Ex dipendenti dell’Hacking Team sospettati di aver venduto il software spia agli jihadisti

Ex dipendenti dell’Hacking Team, la società italiana che produce programmi di cyber spionaggio vittima lo scorso 6 luglio di un pesante attacco hacker, avrebbero venduto il software di spionaggio anche agli jihadisti. Lo ha ipotizzato la Procura di Milano dopo aver individuato un pagamento effettuato da un’azienda saudita.
A cura di Marco Paretti

Ex dipendenti dell'Hacking Team, la società italiana che produce programmi di cyber spionaggio vittima lo scorso 6 luglio di un pesante attacco hacker, avrebbero venduto il software di spionaggio anche agli jihadisti. Lo ha ipotizzato la Procura di Milano dopo aver individuato un pagamento effettuato da un'azienda saudita, elemento che ha fatto scattare i controlli nei confronti di una realtà milanese che negli anni ha venduto programmi per lo spionaggio ad aziende, governi e agenzie di intelligence di tutto il mondo. Ma anche, come ipotizzato dal tribunale, anche agli jihadisti.

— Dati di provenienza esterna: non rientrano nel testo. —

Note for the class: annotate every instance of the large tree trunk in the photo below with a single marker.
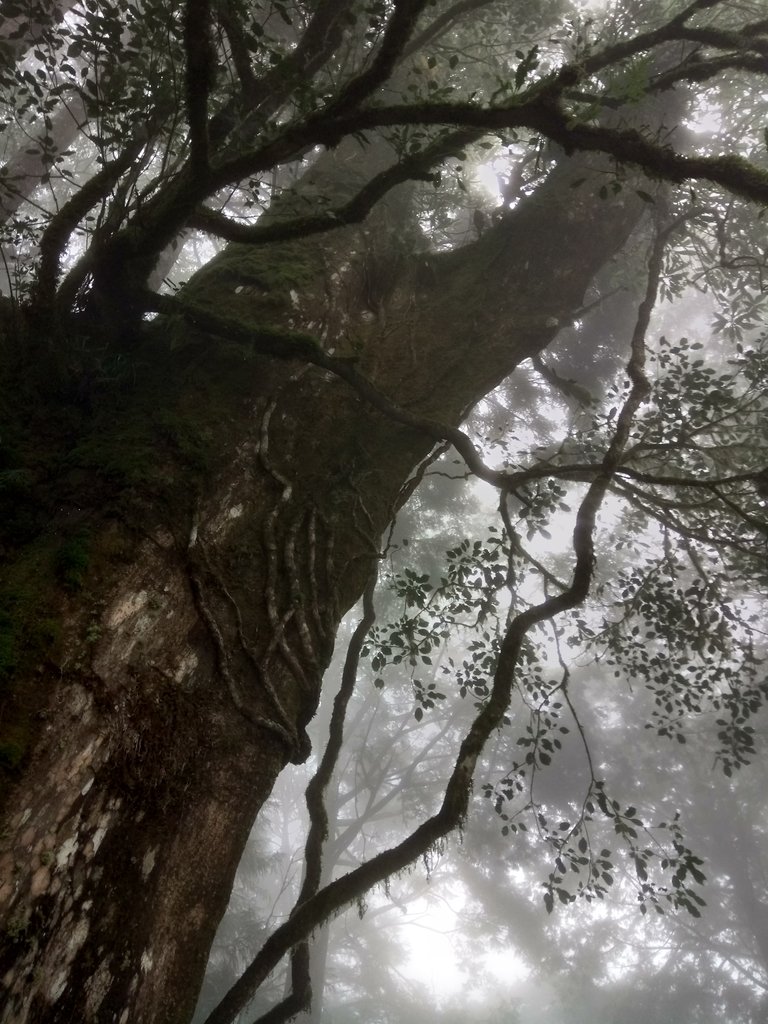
(227, 510)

Lo scorso luglio l'Hacking Team è finito nel mirino degli hacker e ha subito una pesante violazione del proprio account Twitter. In breve, l'azienda che fornisce strumenti anti-intrusione e strumenti di sorveglianza (il più conosciuto si chiama "Da Vinci") è stata a sua volta violata. Attraverso l'account compromesso è stato reso pubblico un file delle dimensioni di 400 GB contenente migliaia di indirizzi email e documenti classificati come "riservati". Il nome dell'azienda è quindi diventato "Hacked Team". Un rilascio che ha scoperchiato un vero e proprio vaso di pandora contenente password, dati personali e informazioni sui clienti (anche scomodi) dell'azienda milanese.

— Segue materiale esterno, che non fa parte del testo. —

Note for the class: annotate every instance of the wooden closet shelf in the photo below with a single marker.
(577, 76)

La Polizia Postale ha fatto quindi scattare una perquisizione nei confronti della Mala srl, azienda torinese nella quale sono coinvolti due ex dipendenti dell'Hacking Team, Guido Landi e Mostapha Maanna. L'elemento sospetto è un pagamento di 300 mila euro risalente al 20 novembre 2014 ed effettuato da parte della Saudi Technology Development Inv. "Non risulta verosimile che la somma versata a Maanna sia stata corrisposta per formazione professionale" ha spiegato nel decreto di perquisizione del pm Alessandro Gobbis. "Apparendo più probabile fornitura di servizi relativi a informazione informatiche".

L'ipotesi è quindi che i due indagati abbiano venduto il codice sorgente di Galileo all'azienda saudita, che a sua volta ha svolto il ruolo di mediatrice per un soggetto terzo. Ora le indagini della Polizia Postale dovranno svelare se questa terza parte sia in qualche modo legata agli jihadisti. Attualmente, oltre a Landi e Maanna, la Procura di Milano sta indagando altre quattro persone. Sono però una ventina, tra ex collaboratori ed ex indagati, ad essere stati interrogati in Procura nel corso delle ultime settimane. Anche il CEO di Hacking Team, David Vincenzetti, è stato interrogato nel corso delle indagini.